ふわちゃんは本当にかわいく、お利口で、シャーもいわないし大声で鳴くこともしませんでした。夜になって「ここどこ?」という感じで窓辺からお月様を見上げているのを見ると、ちょっと切なくなりましたが、最初の晩からベッドで一緒に寝て、腕枕に体を預けてくれたんですよ。会ったときから私を信頼してくれていました。
◆ 父親の突然の死…ふわちゃんと実家へ
ふわちゃんがやってきて12日目のことです。私にとって晴天の霹靂とも言うべきことが起こりました。
近くに住む70代の父が突然、亡くなったのです。ぴんぴんしていて、前日私も話をし、その日の寝る前まで母とテレビを観ながら笑っていたのに、夜中に背中が痛いと訴えて救急車搬送され、そのまま病院で亡くなりました。腹部大動脈瘤破裂でした。

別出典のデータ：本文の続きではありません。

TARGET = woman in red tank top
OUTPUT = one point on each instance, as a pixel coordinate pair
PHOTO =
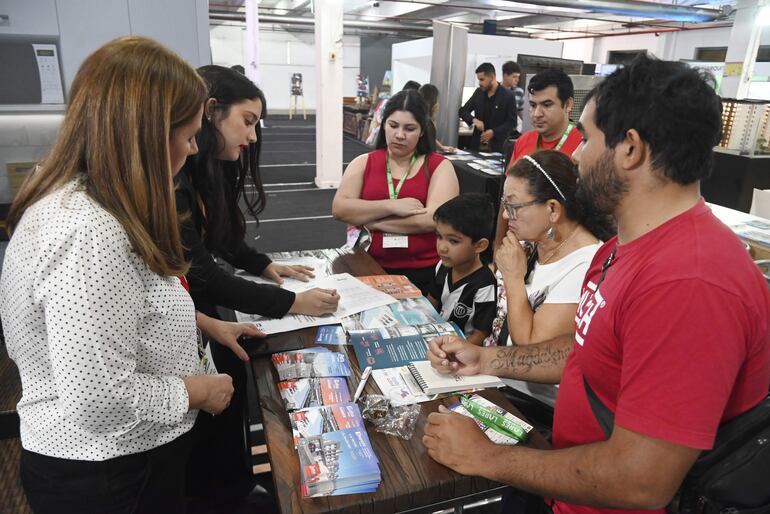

そこから葬儀が終わるまでの1週間、私は自分のマンションと実家を行ったり来たりしながら、できる範囲で仕事もして、ふわちゃんの面倒をみていました。私は一人娘なので、急に独りになった母のことが心配でした。搬送途中で父に「(自分は)このまま逝く。お母さんのこと頼む」と言われたので、なおさらしっかり支えないと、と思ったのです。
そこで思い切って、49日が終わるまではふわちゃんを連れて実家に帰ることにしました。
ふわちゃんは順応能力が高く、実家にもすぐ馴染みました。仏壇の前の座布団にちょこんと座りながら、日中は過ごしていました。
ときどき、宙をふーっと目で追ったりするものですから、私も「ふわちゃん、おとうさんまだいるのね?」なんて声をかけたりして。私たちに笑顔を運んでくれさえしました。母も後で、「来てくれて心がなごんだ」と言ってくれました。
そうして、49日の法要を終えるまで、ふわちゃんは私と母を静かに見守ってくれました。
◆現実を受け入れることができなかった私の葛藤
マンションに帰ってからも、私はやることがたくさんありました。相続の手続きが残っていたからです。父に相続のことも託されたと感じ、自分ですることにしたのです。カウンセリングの仕事をしながら、慣れない作業を続けました。
一連の手続きが完了したのが6月末。ようやくほっとできたのですが、今度はふわちゃんの様子がだんだんおかしくなってきたのです。